Um outro anarquista, o russo Mikhail Bakunin, parte desta concepção de Proudhon para levantar suas críticas ao conceito de liberdade de filósofos como Locke e Rousseau. Segundo Gallo (1995b.), para Bakunin a liberdade não é algo natural, mas sim uma construção eminentemente social. Somente a relação social pode fundar a liberdade, sendo que esta é o ponto de chegada, e não o ponto de partida. Se para os liberais a liberdade só existe na natureza e a sociedade é um empecilho para ela, para Bakunin a liberdade é possível somente em sociedade, pois no começo da história, estando o homem inconsciente de si, ele era como uma marionete nas mãos das forças naturais. Com o progresso cultural e o desenvolvimento da civilização, o homem vai aos poucos se libertando das fatalidades naturais, construindo seu mundo e conquistando a liberdade. Assim, a liberdade é entendida pelos socialistas libertários como um fato social e coletivo, que só adquire sentido como relação, sendo uma característica exclusiva do mundo humano, pois implica consciência e reflexão. Segundo Gallo (1995b.), não podemos dizer que na sociedade capitalista vivemos uma liberdade verdadeira, pois a liberdade da classe dominante está condicionada à exploração das classes dominadas. Somente uma comunidade socialista libertária poderia realizar a verdadeira liberdade, dando condições para o desenvolvimento de todas as potencialidades humanas, com igualdade e justiça. Na sociedade capitalista o homem jamais poderá ser livre, pois esta baseia-se na exploração e na desigualdade, mantendo em condições sub-humanas a maioria da população para que uma pequena parcela possa realizar-se.

Em suma, conforme Gallo nos explica (1995b.), para Bakunin a educação tem um papel fundamental no processo de construção da liberdade. Instrução e educação são de fundamental importância para a conquista da liberdade, pois é através da educação – seja a institucional, realizada nas escolas, ou a informal, realizada pela família e pela sociedade como um todo – que as pessoas entram em contato com toda a cultura já produzida pela humanidade. E como a liberdade é um fenômeno social, de cultura, o contato com o produto da civilização é indispensável para a sua conquista.

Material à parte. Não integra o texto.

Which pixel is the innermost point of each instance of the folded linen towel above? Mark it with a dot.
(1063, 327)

Essa diferença conceitual, na qual a liberdade é entendida como um produto da sociedade e não como uma lei natural comum a todos os homens, será fundamental para a compreensão das idéias e experiências que os anarquistas desenvolveram em educação.

Parte II – Experiências Anarquistas em Educação

Antes de passarmos para a análise das experiências anarquistas em educação, faremos uma síntese das principais idéias que sustentam a pedagogia libertária.

Primeiramente, temos que entender o projeto anarquista no âmbito das lutas sociais do século XIX. Coerente com a idéia proudhoniana de que a emancipação dos trabalhadores só pode ser obra deles mesmos, o projeto anarquista de educação criticou implacavelmente a perspectiva ideológica de reprodução social da educação oferecida pela burguesia - na qualidade de classe dominante - rejeitando a educação oferecida pelo governo e propondo que os trabalhadores criassem eles próprios as suas escolas.

Segundo Gallo (1995a.), o historiador do anarquismo Edgar Rodrigues, diz que educar, na perspectiva libertária, é acima de tudo a preparação do homem para a liberdade, para a criatividade e para a solidariedade. Educar é contribuir para formar caracteres retos, despertar o amor pela humanidade e converter o homem em amigo do homem, responsável por si e pelo grupo. Assim, o objetivo primordial da educação anarquista é formar homens livres e conscientes que lutem pela liberdade de todos, e como a liberdade só adquire sentido quando expressão da  coletividade, um indivíduo só pode ser livre quando todos aqueles que compõem o coletivo social também o forem.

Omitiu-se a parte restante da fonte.